Je suis posté devant le commissariat du XVIIIe arrondissement, où des policiers en tenue montent la garde. Il n’est pas encore 9 heures. Tous les commerces sont fermés. Un crachin tiède nage sur les trottoirs. J’aperçois les membres de l’unité Surdoses qui remontent la rue de Chartres à pied. Ils tiennent tous une housse de costume par l’index. On dirait un groupe d’amis en partance pour un mariage. Émilie T. (« Front Kick ») pointe l’édition du Canard enchaîné qui dépasse de ma poche : « Attention avec ça au commissariat… On va faire mauvais effet ! » Le commandant Patrick N. me tend sa housse : « Prends ça, tu passeras mieux, c’est un gilet pare-balles. » Après avoir zigzagué entre les chicanes métalliques, nous entrons dans le commissariat. « Bonjour, brigade des stups, annonce Patrick au guichet. On vient pour l’entraînement au tir. » Quelques personnes se retournent pour observer le groupe avant qu’il ne s’engouffre dans les sous-sols du bâtiment.
On n’a pas souvent les stups ici. Il faut en profiter. Je vais vous pousser un peu dans vos retranchements !
Un instructeur à la silhouette filiforme – près de deux mètres sous la toise – nous attend devant la salle de tir. Le chef de l’unité doit négocier mon passage.
« C’est un journaliste qui nous suit à la brigade.
S’il filme, c’est impossible.
Il ne filme pas. Il a juste un carnet et un stylo.
Avec une caméra, c’est non.
Je vous dis qu’il ne prendra aucune image. Même avec son téléphone. Il entre juste avec un carnet et un stylo.

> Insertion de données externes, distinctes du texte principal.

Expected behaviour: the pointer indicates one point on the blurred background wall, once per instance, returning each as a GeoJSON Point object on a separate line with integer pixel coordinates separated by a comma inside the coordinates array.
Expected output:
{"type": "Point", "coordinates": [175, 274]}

S’il n’y a pas de caméra, c’est OK. »
Nous suivons l’instructeur dans une salle sans fenêtres. Des néons surplombent un parterre en résine où courent des lignes blanches semblables à celles d’une piste d’athlétisme. Un air froid souffle en direction des cibles. « On n’a pas souvent les stups ici, remarque l’instructeur.